Three Poems
by Laurinda Lind


EYE DIALECT

Though blinded at
   first by the letters
 in the words still

 I scrape them
    from the stones
        of the walls

 hold them in
     my mouth like 
       wet braille till I can

take them out to
    the dead air then
        try the real

languages to learn 
     what is awake
          in them 

name with right
   names whatever lights
        the wick of sight



FLASH FIRE

The heat beat against
our hands till gloves
of rain cooled
them and we saw
the haze on the water,

watched from holes
fire made in the smoke. 
Later when the wind 
caught the flames with
the waves we thought 

the whole lake would 
wash up to take us,
if wanting didn’t get 
there first.

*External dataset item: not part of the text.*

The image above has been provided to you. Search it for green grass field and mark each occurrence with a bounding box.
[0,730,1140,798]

The shore
would hike far in
to find us, ashy

ghosts gone glad-
silent in the center of
the shimmering.


FLOAT TRIP

the night fills up with narcolepsy
though we ourselves don’t sleep

water will carry us down to
the wharf as all else goes grey

around us & the songless stars
check in our eyes since we

never before got this far on
our own in the dark & we bend

our fine old fear out of gear &
stash it behind a straightout moon

with its shining mountains
with the whole sky awake

saying you should set off
before the flooding

starts all over again


Laurinda Lind is a former newspaper reporter, composition instructor, and caregiver in New York’s North Country. Some of her poems are in The Cortland Review, Paterson Literary Review, and New American Writing. She won first place in four international poetry contests. Her first chapbook, Trials by Water, came out in summer 2024 (Orchard Street Press).